Personal information
- Full name: Louise Egestorp
- Born: 28 February 1994 (age 32) Copenhagen, Denmark
- Nationality: Danish
- Height: 1.77 m (5 ft 10 in)
- Playing position: Goalkeeper

Club information
- Current club: Nykøbing Falster
- Number: 16

Youth career
- Team
- –: Ajax København

Senior clubs
- Years: Team
- 2010-2014: FC Midtjylland
- 2014-2015: VfL Oldenburg
- 2016-2017: SønderjyskE Håndbold
- 2017-2019: TTH Holstebro
- 2019-2020: Ajax København
- 2020-2023: NFH

National team
- Years: Team / Apps
- –: Denmark youth teams / 2

Medal record
Women's handball
Representing Denmark
Youth World Championship
| Gold medal – first place | 2012 Montenegro |  |
U-17 European Championship
| Silver medal – second place | 2011 Czech Republic |  |

= Louise Egestorp =

Danish handball player (born 1994)

Louise Egestorp (born 28 February 1994) is a Danish former handball player who played for Nykøbing Falster Håndboldklub. She retired at the end of the 2022/2023 season.

==Career==
Egestorp started playing at Ajax København. In 2010 she switched to FC Midtjylland. In 2013/2014 she reached the final four of the EHF Champions League with the club. For the 2014/2015 she switched to the second-tier team Roskilde Håndbold.
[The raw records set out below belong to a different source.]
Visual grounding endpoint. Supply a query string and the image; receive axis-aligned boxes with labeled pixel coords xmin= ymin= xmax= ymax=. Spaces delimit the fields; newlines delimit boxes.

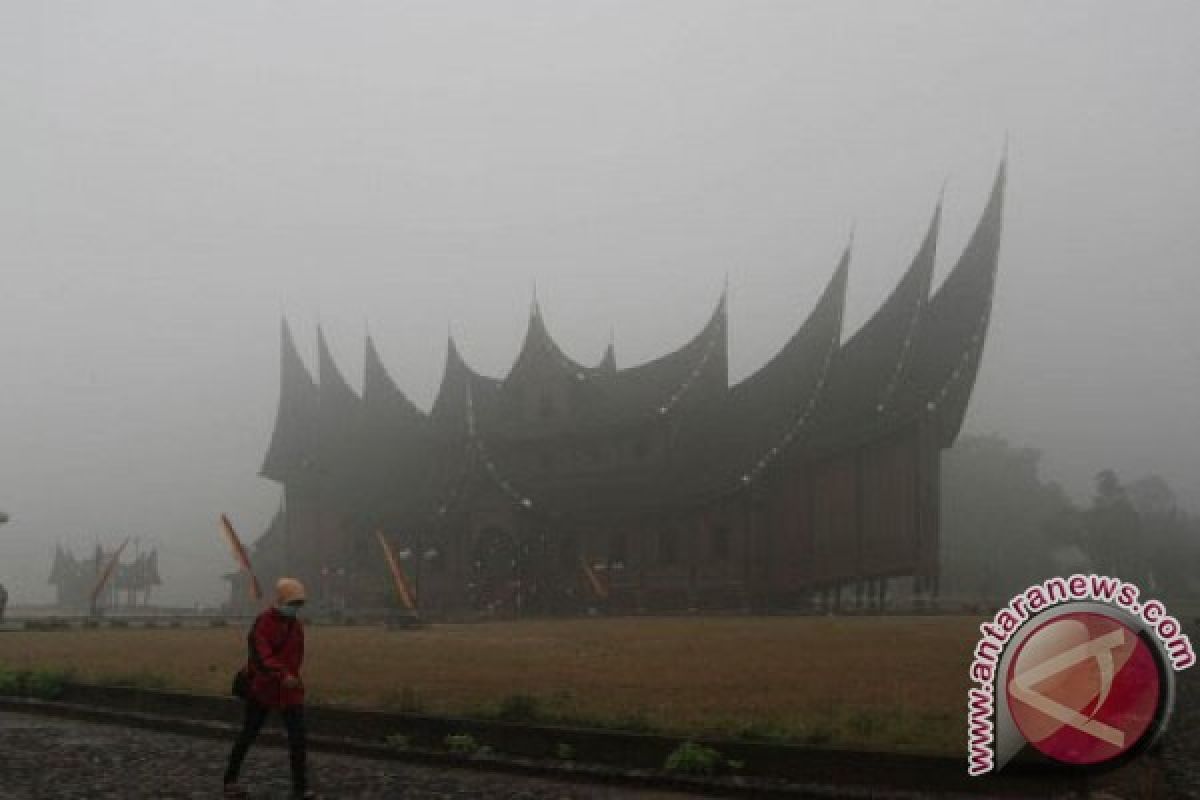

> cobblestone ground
xmin=0 ymin=712 xmax=695 ymax=800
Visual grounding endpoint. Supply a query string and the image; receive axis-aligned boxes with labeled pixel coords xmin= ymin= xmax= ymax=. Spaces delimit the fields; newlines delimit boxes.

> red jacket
xmin=250 ymin=608 xmax=304 ymax=709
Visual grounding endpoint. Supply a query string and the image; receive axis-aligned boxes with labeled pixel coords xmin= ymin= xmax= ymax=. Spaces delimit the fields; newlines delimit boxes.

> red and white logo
xmin=1003 ymin=612 xmax=1164 ymax=764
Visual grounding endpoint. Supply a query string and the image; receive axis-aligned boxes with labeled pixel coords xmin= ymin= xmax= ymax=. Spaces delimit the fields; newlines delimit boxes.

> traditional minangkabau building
xmin=47 ymin=545 xmax=162 ymax=610
xmin=229 ymin=160 xmax=1004 ymax=614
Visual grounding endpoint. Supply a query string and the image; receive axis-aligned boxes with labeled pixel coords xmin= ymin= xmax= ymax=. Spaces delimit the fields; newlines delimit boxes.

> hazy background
xmin=0 ymin=0 xmax=1200 ymax=602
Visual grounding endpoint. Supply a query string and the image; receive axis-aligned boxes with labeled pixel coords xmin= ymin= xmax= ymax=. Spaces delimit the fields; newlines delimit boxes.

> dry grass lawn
xmin=0 ymin=616 xmax=979 ymax=752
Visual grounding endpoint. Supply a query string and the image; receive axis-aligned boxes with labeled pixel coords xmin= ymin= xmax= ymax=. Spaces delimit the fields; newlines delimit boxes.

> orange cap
xmin=275 ymin=578 xmax=306 ymax=606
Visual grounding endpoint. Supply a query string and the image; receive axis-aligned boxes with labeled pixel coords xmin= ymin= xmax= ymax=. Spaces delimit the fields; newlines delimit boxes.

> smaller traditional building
xmin=48 ymin=545 xmax=162 ymax=610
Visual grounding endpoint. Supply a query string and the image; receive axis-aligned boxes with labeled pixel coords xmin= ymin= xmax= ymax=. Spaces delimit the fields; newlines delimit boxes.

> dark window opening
xmin=713 ymin=525 xmax=730 ymax=559
xmin=608 ymin=534 xmax=628 ymax=569
xmin=659 ymin=530 xmax=679 ymax=566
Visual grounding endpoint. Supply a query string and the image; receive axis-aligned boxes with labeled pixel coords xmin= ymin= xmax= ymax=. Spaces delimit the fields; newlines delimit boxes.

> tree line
xmin=942 ymin=435 xmax=1200 ymax=604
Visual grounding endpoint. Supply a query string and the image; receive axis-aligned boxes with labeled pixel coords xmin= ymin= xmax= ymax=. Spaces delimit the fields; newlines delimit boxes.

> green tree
xmin=942 ymin=437 xmax=1086 ymax=602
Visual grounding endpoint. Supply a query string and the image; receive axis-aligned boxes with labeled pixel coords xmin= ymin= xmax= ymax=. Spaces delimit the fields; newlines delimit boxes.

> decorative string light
xmin=659 ymin=303 xmax=725 ymax=416
xmin=742 ymin=309 xmax=841 ymax=486
xmin=875 ymin=286 xmax=925 ymax=414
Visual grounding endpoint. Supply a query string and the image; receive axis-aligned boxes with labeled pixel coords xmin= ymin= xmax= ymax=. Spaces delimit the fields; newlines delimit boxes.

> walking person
xmin=224 ymin=578 xmax=317 ymax=799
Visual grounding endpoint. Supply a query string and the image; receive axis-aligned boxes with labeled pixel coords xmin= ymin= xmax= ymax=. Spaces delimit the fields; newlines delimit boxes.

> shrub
xmin=443 ymin=733 xmax=479 ymax=756
xmin=664 ymin=741 xmax=725 ymax=775
xmin=94 ymin=669 xmax=170 ymax=688
xmin=379 ymin=686 xmax=425 ymax=714
xmin=496 ymin=694 xmax=541 ymax=722
xmin=0 ymin=667 xmax=71 ymax=700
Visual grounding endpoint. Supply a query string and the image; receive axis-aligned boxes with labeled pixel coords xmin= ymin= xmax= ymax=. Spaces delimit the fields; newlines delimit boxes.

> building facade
xmin=48 ymin=545 xmax=162 ymax=610
xmin=228 ymin=164 xmax=1004 ymax=614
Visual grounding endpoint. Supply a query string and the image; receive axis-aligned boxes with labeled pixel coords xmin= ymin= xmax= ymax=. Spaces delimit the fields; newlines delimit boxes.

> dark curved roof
xmin=362 ymin=336 xmax=428 ymax=434
xmin=810 ymin=197 xmax=942 ymax=450
xmin=896 ymin=162 xmax=1008 ymax=447
xmin=263 ymin=164 xmax=1006 ymax=513
xmin=430 ymin=337 xmax=500 ymax=434
xmin=259 ymin=319 xmax=320 ymax=481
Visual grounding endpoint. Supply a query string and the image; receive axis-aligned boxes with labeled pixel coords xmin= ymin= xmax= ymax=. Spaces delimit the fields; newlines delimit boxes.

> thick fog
xmin=0 ymin=0 xmax=1200 ymax=603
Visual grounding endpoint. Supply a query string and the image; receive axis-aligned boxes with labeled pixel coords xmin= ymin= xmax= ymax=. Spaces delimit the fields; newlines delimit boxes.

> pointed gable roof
xmin=901 ymin=158 xmax=1008 ymax=446
xmin=604 ymin=291 xmax=728 ymax=416
xmin=362 ymin=336 xmax=426 ymax=427
xmin=259 ymin=319 xmax=320 ymax=482
xmin=680 ymin=246 xmax=851 ymax=488
xmin=430 ymin=336 xmax=500 ymax=433
xmin=816 ymin=203 xmax=942 ymax=445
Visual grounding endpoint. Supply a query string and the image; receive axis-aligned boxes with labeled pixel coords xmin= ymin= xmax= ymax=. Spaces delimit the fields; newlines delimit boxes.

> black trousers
xmin=224 ymin=700 xmax=308 ymax=794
In 2015 she switched to German Bundesliga team, but returned to Denmark a year later for personal reasons. She signed for Danish second-tier team SønderjyskE Håndbold. A year later she signed for top tier side Team Tvis Holstebro, when Marianne Lundsby was out of the team due to pregnancy.

In 2019 she returned to her childhood club Ajax København. She played here for a year, before joining Nykøbing Falster Håndboldklub, to replace the pregnant Cecilie Greve.

In the 2022/2023 she was herself away from the handball pitch for maternaty leave.

She retired at the end of the 2022/2023 season.